Oprah recently talked about the “vampire” or energy sucking person- a good description of both my supervisor and the agency and another reason to talk about Oprah. Obviously, an agency that isn't functioning properly creates emotional turmoil. We didn't have good office space, I was isolated from everyone else and we didn't have an appropriate setting to be treating the population we were treating. Moreover, of course they were having financial difficulties, which is where I came in because I was the highest grossing product in that portion of the agency.

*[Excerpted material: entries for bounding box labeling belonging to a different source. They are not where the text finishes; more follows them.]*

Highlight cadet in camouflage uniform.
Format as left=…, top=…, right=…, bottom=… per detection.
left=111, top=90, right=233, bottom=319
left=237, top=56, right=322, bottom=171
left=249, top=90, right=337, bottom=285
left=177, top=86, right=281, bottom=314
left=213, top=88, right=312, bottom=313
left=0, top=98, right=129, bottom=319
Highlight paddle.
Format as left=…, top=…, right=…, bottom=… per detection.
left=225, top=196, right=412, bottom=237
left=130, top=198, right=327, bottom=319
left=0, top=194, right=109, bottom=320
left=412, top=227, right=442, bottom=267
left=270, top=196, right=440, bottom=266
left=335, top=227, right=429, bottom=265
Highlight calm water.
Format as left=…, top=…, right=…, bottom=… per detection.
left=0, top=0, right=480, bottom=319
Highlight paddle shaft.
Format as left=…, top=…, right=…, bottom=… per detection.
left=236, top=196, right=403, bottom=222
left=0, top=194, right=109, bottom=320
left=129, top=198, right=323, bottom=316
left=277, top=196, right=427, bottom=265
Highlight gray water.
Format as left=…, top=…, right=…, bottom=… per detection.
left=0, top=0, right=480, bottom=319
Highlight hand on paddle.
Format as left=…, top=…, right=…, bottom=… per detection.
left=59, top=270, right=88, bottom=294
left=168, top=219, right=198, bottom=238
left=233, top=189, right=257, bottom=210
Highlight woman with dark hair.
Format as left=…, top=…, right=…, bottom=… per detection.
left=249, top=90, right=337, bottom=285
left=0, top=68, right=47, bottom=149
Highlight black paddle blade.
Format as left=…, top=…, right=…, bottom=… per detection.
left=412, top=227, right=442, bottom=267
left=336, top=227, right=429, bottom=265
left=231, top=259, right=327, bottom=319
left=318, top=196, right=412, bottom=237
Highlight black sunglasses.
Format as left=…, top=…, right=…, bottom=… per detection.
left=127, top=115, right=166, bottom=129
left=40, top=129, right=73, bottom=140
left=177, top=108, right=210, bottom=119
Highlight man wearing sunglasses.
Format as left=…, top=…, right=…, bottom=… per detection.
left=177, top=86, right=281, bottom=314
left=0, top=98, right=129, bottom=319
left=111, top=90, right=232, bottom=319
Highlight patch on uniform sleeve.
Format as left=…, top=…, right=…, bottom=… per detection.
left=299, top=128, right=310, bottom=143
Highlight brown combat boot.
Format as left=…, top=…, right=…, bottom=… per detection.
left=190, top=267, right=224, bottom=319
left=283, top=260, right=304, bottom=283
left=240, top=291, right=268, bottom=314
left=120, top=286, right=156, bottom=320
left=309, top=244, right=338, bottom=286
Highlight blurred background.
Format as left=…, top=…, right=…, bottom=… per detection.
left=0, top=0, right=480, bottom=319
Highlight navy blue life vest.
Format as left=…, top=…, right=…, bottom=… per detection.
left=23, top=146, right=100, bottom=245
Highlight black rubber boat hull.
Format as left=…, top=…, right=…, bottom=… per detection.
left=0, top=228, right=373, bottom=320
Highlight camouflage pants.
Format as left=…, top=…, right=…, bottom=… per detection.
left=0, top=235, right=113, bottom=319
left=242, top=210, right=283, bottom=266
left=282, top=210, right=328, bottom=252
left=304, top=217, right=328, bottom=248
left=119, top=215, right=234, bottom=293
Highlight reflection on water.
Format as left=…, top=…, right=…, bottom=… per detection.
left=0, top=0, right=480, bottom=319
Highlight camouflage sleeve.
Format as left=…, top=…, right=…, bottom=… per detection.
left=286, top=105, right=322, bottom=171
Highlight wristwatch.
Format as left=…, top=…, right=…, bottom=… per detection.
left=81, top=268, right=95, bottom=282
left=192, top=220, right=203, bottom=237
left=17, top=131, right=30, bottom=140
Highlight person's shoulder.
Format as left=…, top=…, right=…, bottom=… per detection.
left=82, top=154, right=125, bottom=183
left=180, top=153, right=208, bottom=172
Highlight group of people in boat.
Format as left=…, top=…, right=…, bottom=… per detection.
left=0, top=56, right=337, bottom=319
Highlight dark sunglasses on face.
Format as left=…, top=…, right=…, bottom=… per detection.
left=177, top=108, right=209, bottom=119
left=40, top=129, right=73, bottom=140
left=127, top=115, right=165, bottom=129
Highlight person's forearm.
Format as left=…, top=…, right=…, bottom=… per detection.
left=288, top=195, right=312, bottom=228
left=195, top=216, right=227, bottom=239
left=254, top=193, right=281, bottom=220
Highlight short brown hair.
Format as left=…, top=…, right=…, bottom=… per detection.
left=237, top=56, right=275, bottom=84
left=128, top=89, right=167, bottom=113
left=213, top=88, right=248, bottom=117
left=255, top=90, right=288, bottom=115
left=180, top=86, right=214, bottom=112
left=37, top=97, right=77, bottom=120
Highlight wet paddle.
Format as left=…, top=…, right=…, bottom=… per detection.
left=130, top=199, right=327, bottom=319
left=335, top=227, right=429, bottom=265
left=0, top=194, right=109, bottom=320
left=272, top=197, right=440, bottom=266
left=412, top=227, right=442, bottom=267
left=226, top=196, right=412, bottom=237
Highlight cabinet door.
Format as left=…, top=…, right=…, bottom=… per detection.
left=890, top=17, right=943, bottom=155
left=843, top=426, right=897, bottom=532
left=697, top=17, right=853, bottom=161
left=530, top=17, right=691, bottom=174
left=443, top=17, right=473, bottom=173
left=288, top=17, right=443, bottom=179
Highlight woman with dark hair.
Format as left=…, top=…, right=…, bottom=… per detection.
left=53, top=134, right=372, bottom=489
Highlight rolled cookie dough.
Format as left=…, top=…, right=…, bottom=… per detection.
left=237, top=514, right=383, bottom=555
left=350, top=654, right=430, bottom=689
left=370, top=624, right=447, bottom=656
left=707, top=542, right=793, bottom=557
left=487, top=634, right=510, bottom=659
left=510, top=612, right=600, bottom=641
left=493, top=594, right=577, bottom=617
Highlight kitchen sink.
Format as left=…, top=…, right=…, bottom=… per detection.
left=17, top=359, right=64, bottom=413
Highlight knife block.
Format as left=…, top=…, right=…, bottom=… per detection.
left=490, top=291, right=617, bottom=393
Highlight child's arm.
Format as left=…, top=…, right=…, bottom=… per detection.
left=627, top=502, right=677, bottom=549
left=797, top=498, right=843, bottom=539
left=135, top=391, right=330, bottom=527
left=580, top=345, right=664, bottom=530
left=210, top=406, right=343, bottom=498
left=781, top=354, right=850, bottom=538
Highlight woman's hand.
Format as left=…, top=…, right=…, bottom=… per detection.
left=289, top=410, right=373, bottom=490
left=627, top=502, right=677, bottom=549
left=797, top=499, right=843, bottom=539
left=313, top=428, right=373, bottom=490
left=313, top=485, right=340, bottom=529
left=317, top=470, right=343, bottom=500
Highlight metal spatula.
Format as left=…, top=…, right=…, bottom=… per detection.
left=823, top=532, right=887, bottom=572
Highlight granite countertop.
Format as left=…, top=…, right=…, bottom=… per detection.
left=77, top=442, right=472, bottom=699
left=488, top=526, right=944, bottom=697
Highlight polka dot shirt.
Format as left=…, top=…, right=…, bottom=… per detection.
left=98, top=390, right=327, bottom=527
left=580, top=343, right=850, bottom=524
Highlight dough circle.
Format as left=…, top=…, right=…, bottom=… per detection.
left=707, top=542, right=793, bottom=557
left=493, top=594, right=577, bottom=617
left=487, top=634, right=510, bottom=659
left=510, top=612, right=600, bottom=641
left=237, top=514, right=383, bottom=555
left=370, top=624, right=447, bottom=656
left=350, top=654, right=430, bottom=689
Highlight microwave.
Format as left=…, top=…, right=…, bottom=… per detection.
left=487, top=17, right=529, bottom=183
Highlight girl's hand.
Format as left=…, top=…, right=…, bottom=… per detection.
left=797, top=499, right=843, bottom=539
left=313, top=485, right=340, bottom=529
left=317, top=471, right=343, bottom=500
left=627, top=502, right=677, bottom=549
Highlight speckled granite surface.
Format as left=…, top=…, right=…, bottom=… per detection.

Last, addictions to old behaviors- addict behaviors. You know the term dry drunk? People who are clean and sober, but continue to display addict behaviors, like hanging out at bars, spending all their money, working graveyard shift... Well, my supervisor would say things like, “oh I think you're being too hard on her. Give them another chance”. Me give them another chance? They're already here on the their last! They were thrown out of their house, arrested and their PO says go to treatment or go to jail, and I am supposed to give them another chance? This is classic enabling. Which means preventing recovery at a recovery agency! HAHAHAH. It gets even funnier!

“The "codependent" party exhibits behaviour which controls, makes excuses for, pities, and takes other actions to perpetuate the obviously needy party's condition, because of their desire to be needed and fear of doing anything that would change the relationship.”

That's me. I controlled because no one else would- did twice the work. I made excuses for the agency at home when my partner told me the job was affecting our relationship. Check- I took action to perpetuate the needy party's condition, even though my intentions were to do the opposite. I wanted to be recognized because I put so much energy into my work. Doing the work was difficult and highly emotional for me and I needed reinforcement, telling me I did a good job. I also wanted to get what I needed- my actions were self driven. I needed to finish my training hours to get an license. I was headed towards a goal. Too bad that my intentions accomplished exactly the opposite of my goal.

One of my friends said to me that the only way that social workers would be able to really change is if they all realize that this is a problem and refuse to engage in it. Problem is, that if we got ourselves into this god forsaken profession, we have to pay our bills. Maybe we should go on strike like the writers and refuse to come into work until they agree to make a change in administration. Problem here is that most social workers are the martyr type and would feel guilty about leaving their clients out to dry. Oh that's so sweet! Your husband is yelling at you that you're ruining your relationship and you have no personal or social life, but your clients need you. Get a life guys! If you want to believe this, you are just as bad as the corporate American businessman, think Michael Douglas Wall Street, who has no regard for the personal. Everything is business. Just cause we try to help people does not make it any better that we spend all our time and energy doing it at the sacrifice of everything else in our lives.